Dark Chocolate Truffles (Vegan, Delicious)

I’m not really one for celebrating Valentine’s Day. I am, however, one for celebrating chocolate. And, in my book, any reason to make truffles is a good reason. I wanted something decadent and amazing, that has the smooth meltiness of a good truffle, minus the heavy whipping cream.  The best part about these? They taste amazing. The second best part? They are super easy to make. So go buy your favorite dark chocolate, it is time to share the love.

dark chocolate truffles

Ingredients

  • 1 cup minus 1 tbsp full fat canned coconut milk (I like Native Forest best)
  • 300g dark chocolate, chopped (I used a combination of 85%, 72%, and 69% dark chocolate)
  • 2 tbsp coconut oil, melted
  • 1/4 tsp sea salt
  • 1 tsp vanilla extract
  • 2 tsp Grand Marnier, optional but encouraged
  • raw cacao powder and extra fine shredded coconut, for rolling

Directions

  1. Make the ganache. Bring coconut milk to a boil.
  2.  Meanwhile, in medium sized bowl combine chocolate, sea salt, vanilla, Grand Marnier. Melt your coconut oil.
  3. Pour coconut milk into the bowl, add coconut oil, and whisk until chocolate is totally melted. Need more hot liquid to get all the chocolate melted? Don’t fret. Add a tsp of boiling water.
  4. Cover bowl with plastic wrap and chill in the fridge for 3-8 hours, or overnight.
  5. Form the truffles. Now this is the fun part. Your hands are about to get really messy. Set up your work station: fill 2 small bowls with a tbsp of coconut and raw cacao. Cover a baking sheet with parchment or foil. Remove ganache from fridge.
  6. Using a melon baller or teaspoon scoop out small amount of ganache and form into small balls. Since the ganache will be quite hard you will need to pinch it to make the rough shape of a circle, and then roll it between your hands to smooth it out. In the process, your hands will become covered with melted chocolate, you poor thing. You’ll have to lick some of it off. To prevent the melting situation from getting too extreme, you can run your hands under cold water every ten truffles or so to cool your hands off. Just make sure you dry them completely before forming more truffles.
  7. Coating the truffles. You can use whatever you’d like to coat the truffle. I like the raw cacao on some, and extra fine shredded coconut on others. Crushed walnuts, almonds, or pecans would also be fabulous. If you want to go all superfoodie on me, you can roll them in goji powder. Instead of rolling the truffles in the bowls of coating, I usually place a pinch or two of coating in my hands and then roll the truffles between my palms.
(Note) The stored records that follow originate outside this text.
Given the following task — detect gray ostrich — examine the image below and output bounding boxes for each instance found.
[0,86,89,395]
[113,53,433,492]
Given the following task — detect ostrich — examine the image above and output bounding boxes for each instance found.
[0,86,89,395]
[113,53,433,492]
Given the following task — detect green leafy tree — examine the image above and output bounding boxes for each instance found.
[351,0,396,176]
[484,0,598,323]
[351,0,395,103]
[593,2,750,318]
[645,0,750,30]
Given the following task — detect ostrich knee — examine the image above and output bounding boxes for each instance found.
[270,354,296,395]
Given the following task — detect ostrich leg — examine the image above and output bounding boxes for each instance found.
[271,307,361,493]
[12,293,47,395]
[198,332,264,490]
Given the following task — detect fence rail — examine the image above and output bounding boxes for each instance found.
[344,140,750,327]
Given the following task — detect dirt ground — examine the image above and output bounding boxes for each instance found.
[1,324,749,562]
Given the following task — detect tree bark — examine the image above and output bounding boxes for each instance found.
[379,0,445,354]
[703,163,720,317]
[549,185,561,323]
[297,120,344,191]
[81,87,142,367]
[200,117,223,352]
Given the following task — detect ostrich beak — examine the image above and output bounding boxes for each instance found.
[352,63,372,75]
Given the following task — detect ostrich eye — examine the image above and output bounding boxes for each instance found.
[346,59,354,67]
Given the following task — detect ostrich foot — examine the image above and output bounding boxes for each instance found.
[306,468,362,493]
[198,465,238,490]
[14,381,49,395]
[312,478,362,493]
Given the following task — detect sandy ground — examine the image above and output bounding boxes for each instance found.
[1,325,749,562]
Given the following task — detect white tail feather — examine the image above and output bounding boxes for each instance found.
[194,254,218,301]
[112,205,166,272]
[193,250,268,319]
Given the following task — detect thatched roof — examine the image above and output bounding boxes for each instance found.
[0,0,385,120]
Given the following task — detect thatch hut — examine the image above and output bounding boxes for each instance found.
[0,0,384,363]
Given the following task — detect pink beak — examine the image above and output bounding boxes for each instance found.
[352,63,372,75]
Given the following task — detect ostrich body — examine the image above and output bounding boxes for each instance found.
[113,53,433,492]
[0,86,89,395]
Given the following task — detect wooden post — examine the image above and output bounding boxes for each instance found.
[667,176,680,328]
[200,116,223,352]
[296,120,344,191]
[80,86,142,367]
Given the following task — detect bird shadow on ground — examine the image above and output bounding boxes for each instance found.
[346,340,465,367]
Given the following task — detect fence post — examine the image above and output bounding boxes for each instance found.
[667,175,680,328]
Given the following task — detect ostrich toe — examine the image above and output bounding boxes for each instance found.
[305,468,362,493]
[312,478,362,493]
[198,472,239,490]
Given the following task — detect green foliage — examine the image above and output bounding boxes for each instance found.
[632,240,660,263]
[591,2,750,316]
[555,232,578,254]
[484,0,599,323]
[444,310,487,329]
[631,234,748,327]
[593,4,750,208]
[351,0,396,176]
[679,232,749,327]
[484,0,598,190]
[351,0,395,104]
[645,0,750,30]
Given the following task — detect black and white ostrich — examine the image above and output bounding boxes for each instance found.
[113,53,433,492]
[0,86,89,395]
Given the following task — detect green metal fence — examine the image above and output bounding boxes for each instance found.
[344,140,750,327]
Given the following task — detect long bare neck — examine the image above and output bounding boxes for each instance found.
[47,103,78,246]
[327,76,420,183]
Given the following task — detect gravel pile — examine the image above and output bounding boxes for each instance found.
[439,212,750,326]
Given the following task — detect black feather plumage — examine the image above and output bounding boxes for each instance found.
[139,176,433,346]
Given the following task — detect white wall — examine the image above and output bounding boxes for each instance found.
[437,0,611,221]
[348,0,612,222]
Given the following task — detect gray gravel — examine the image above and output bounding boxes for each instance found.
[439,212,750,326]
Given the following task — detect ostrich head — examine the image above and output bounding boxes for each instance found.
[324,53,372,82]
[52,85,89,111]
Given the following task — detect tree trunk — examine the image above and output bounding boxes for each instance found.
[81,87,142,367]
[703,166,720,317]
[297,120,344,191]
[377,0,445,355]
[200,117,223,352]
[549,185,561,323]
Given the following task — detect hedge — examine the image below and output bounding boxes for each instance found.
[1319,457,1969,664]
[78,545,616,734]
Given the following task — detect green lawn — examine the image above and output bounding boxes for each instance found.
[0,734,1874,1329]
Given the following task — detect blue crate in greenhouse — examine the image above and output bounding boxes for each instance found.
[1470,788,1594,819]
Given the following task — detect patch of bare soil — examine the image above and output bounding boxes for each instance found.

That seems to work best.
  8. Devour.

 

These are best kept refrigerated and then brought out to room temperature about ten minutes before serving. They will keep, covered, in the fridge for about 5 days, but they won’t last that long.

This recipe makes about 30 medium truffles. I highly recommend doubling the recipe so you can share the chocolatey love with friends, family, and co-workers, because we all know the true meaning of Valentine’s Day is chocolate.

Note: Best served with wine, but you knew that.